The Advanced Encryption Standard, or AES, is a symmetric block cipher chosen by the U.S. government to protect classified information and is implemented in software and hardware throughout the world to encrypt sensitive data. The algorithm was developed by two Belgian cryptographer Joan Daemen and Vincent Rijmen.
AES was designed to be efficient in both hardware and software, and supports a block length of 128 bits and key lengths of 128, 192, and 256 bits.

WHY AES ENCRYPTION WAS DEVELOPED?

The National Institute of Standards and Technology started development of AES in 1997 when it announced the need for a successor algorithm for the Data Encryption Standard (DES), which was starting to become vulnerable to brute-force attacks.

This new, advanced encryption algorithm would be unclassified and had to be “capable of protecting sensitive government information well into the next century,” according to the NIST announcement of the process for development of an advanced encryption standard algorithm. It was intended to be easy to implement in hardware and software, as well as in restricted environments and offer good defenses against various attack techniques.

AES ENCRYPTION BECOMES THE STANDARD

After much feedback, debate and analysis, the Rijndael cipher (a mash of the Belgian creators’ last names Daemen and Rijmen) was selected as the proposed algorithm for AES in October 2000 and published by NIST as U.S. FIPS PUB 197. The Advanced Encryption Standard became effective as a federal government standard in 2002. It is also included in the International Organization for Standardization (ISO), International Electrotechnical Commission (IEC) 18033-3 standard, which specifies block ciphers for the purpose of data confidentiality.
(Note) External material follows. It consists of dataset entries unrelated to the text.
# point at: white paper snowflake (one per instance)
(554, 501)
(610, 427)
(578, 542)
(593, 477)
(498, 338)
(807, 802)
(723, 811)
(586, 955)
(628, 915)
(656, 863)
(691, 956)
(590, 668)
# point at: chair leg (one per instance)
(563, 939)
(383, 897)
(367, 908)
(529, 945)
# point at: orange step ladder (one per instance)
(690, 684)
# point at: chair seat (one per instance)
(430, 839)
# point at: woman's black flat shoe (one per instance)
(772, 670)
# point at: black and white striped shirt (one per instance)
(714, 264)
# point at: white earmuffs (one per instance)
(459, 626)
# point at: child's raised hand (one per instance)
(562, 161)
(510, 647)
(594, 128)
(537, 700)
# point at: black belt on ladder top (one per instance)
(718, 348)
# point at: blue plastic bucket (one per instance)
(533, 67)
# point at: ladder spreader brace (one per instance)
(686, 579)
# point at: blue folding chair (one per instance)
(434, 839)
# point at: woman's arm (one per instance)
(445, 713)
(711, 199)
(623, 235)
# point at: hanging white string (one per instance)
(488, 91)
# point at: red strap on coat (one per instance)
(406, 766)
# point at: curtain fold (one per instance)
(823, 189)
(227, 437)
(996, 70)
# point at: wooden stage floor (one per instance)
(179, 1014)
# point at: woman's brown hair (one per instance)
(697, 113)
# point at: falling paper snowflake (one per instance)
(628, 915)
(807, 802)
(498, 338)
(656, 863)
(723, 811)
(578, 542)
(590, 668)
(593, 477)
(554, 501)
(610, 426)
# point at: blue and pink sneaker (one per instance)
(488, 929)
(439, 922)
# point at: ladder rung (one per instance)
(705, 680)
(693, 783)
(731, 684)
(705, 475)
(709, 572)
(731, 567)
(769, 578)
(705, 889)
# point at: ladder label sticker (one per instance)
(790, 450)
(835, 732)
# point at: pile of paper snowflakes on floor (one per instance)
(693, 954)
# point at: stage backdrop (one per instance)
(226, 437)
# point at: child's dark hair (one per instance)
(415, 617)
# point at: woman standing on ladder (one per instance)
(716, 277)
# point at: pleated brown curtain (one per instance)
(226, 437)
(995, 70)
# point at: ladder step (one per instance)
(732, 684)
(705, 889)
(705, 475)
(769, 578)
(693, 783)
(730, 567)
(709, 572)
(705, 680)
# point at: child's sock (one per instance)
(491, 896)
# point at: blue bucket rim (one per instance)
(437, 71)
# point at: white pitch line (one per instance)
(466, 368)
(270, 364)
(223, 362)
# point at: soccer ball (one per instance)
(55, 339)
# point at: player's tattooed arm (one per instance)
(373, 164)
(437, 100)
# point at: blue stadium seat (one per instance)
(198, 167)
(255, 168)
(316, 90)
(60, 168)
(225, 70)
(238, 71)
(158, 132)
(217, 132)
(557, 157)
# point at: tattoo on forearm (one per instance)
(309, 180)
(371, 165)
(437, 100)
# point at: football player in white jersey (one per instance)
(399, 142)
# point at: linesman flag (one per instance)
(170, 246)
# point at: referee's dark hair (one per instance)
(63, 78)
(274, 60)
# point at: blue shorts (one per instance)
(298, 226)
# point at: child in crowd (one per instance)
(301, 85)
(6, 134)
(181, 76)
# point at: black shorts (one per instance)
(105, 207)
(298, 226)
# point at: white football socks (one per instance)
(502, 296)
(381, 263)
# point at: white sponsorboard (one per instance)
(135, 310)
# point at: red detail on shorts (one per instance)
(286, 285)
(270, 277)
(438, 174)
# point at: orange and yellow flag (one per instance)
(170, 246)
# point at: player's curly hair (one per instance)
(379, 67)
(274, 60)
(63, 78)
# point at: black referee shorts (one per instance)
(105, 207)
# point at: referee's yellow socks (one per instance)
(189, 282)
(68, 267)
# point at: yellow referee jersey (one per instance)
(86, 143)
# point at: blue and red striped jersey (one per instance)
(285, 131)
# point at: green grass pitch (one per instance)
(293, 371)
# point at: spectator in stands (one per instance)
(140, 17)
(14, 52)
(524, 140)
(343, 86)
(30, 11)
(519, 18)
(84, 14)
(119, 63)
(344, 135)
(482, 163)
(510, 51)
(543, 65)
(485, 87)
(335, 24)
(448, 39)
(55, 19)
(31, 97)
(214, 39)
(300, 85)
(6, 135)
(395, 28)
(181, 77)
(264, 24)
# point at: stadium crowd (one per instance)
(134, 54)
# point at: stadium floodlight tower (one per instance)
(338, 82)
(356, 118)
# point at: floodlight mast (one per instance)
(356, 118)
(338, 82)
In June 2003, the U.S. government announced that AES could be used to protect classified information, and it soon became the default encryption algorithm for protecting classified information as well as the first publicly accessible and open cipher approved by the NSA for top-secret information. The NSA chose AES as one of the cryptographic algorithms to be used by its Information Assurance Directorate to protect national security systems.